Stop-resume training on object detection
Hi there,
Is there anyway to resume model training on object detection that has been interrupted? I tried to use google colab for model training but always stopped midway.
Bump, I have the same question!
As far as I know you can't exactly stop-resume your training but you can continue training using your already pretrained model. For example this in this code:
trainer.setTrainConfig(object_names_array=["obj_class1"], batch_size=4,
num_experiments=150,
train_from_pretrained_model=YOUR_PRETRAINED_MODEL_PATH)
You just need to change YOUR_PRETRAINED_MODEL_PATH to your most recent model. In this way you can also continue training same model when you acquire new dataset etc.
Or if you lose your model files in Google Colab after 12h which is normal behaviour you should consider saving your models to Google Drive instead
Hi, I am trying to continue the training using a pretrained model but I am getting the following error:
ValueError: Layer #249 (named "conv_81"), weight <tf.Variable 'conv_81/kernel:0' shape=(1, 1, 1024, 33) dtype=float32> has shape (1, 1, 1024, 33), but the saved weight has shape (27, 1024, 1, 1).
My code looks like this:
trainer = DetectionModelTrainer()
trainer.setModelTypeAsYOLOv3()
trainer.setDataDirectory(data_directory='dataset')
trainer.setTrainConfig(object_names_array=["class2", "class2", "class3", "class4", "class5", "class6"],
batch_size=4, num_experiments=10, train_from_pretrained_model="model.h5")
trainer.trainModel()
The file model.h5 is the best version of the first training session. I have included two new classes this time, could this be the problem?
As far as I know you can't exactly stop-resume your training but you can continue training using your already pretrained model. For example this in this code:
trainer.setTrainConfig(object_names_array=["obj_class1"], batch_size=4, num_experiments=150, train_from_pretrained_model=YOUR_PRETRAINED_MODEL_PATH)You just need to change YOUR_PRETRAINED_MODEL_PATH to your most recent model.
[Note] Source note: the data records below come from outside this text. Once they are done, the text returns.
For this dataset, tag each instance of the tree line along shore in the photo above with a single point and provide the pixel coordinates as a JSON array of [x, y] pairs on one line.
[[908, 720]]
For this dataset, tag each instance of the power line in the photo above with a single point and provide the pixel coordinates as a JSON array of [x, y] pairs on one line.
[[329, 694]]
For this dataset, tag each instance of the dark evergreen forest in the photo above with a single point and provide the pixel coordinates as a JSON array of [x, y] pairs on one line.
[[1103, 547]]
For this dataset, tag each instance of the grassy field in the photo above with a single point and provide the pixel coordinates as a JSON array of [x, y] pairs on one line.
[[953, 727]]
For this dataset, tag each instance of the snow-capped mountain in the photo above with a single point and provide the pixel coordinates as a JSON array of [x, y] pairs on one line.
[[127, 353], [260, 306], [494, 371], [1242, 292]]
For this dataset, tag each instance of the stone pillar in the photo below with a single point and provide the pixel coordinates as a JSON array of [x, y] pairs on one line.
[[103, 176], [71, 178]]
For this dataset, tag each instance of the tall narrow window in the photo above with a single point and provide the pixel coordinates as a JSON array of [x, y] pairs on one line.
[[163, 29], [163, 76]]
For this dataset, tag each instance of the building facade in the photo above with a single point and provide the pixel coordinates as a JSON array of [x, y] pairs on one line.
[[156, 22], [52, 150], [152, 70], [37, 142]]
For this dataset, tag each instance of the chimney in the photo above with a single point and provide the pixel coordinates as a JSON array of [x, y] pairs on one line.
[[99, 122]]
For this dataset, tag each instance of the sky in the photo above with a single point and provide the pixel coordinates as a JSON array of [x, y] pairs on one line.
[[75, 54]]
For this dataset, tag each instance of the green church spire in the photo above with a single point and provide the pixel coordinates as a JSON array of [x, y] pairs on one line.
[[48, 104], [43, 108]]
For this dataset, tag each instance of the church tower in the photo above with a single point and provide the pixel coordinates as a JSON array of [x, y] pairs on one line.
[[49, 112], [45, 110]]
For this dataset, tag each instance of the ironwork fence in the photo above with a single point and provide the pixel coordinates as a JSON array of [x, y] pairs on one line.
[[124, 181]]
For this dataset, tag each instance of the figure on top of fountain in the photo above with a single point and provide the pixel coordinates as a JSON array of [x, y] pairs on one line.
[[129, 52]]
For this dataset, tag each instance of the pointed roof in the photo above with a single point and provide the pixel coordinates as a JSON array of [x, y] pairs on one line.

In this way you can also continue training same model when you acquire new dataset etc.
Or if you lose your model files in Google Colab after 12h which is normal behaviour you should consider saving your models to Google Drive instead
Hey! thanks for this comment, what about the number of experiments? shall we reduce it proportionally to the number of the most recent model? thanks!